Wednesday, November 26, 2003

Do Credit Card Companies Negotiate With Their Customers to Reduce Debt?

Do Credit Card Companies Negotiate With Their Customers to Reduce Debt?

Credit card companies usually send accounts to collection agencies when no payment has been received for 180 days. In such cases, cardholders may have to pay the full amount they owe to the collection agency. Therefore, it's better to try to negotiate a debt-reduction settlement with a creditor before your account is referred to a collection agency.

Function

    The U.S. Federal Trade Commission (FTC) website recommends that consumers make an effort to work out debt-reduction settlements with credit card companies if they're struggling to pay their card issuers. The FTC notes that cardholders can try to reduce their debts without using the services of a debt-settlement company by contacting a card issuer's customer service department. However, it's important to work out agreements that reduce your credit-card bills to amounts you can afford to repay.
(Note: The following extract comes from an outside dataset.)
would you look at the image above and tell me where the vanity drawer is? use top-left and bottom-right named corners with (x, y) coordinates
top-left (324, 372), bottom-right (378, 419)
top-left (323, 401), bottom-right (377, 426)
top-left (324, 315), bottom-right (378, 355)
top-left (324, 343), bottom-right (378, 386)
Creditors will likely be unwilling to offer further concessions if you agree to settle your debts for amounts that are less than what you owe and then fail to pay them.

Considerations

    A Smart Money article titled "Debt Settlement: A Costly Escape" asserts that credit-card companies try to make it difficult for cardholders to negotiate debt settlements. According to the article, some card issuers refuse to even consider reducing the amounts cardholders owe unless they're at least three months behind on payments. Yet a New York Times article titled "Credit Bailout: Issuers Slashing Card Balances" notes that the enactment of the Credit Card Accountability, Responsibility and Disclosure Act in 2010 may make some credit card companies more willing to negotiate settlements with their customers. The legislation hampered card issuers' profits by restricting some rate increases and fees. Therefore, companies may be willing to negotiate debt settlements with cardholders to protect a portion of their profits.

Significance

    It can be costly not to work out a debt-reduction settlement with credit card issuers yourself. According to the FTC, some debt-settlement companies require their clients to deposit money for the company's fees into a bank account that is handled by an account administrator. Clients could end up paying several types of fees, including a sign-up fee and a monthly service fee that lasts as long as a client participates in a debt-settlement plan. Some fees also may be based on a percentage of the amount of money a client saves through a debt-reduction plan.

Effects

    Waiting to negotiate debt settlements with your card issuers can damage your credit rating. That's because credit-card companies often aren't willing to settle accounts unless cardholders are already behind on making payments. Creditors usually report late payments to credit bureaus when accounts are delinquent at least 30 days. Every reported late payment will hamper your credit score.

Warning

    Successfully negotiating debt-reduction settlements with your creditors may have tax consequences. Some credit-card companies report debt settlements to the Internal Revenue Service (IRS). In turn, the IRS may consider any amount of debt a creditor doesn't require you to pay as income that needs to be reported on your tax return. One exception to that rule would be if the IRS determines that taxpayers' debts are more than the total value of their assets.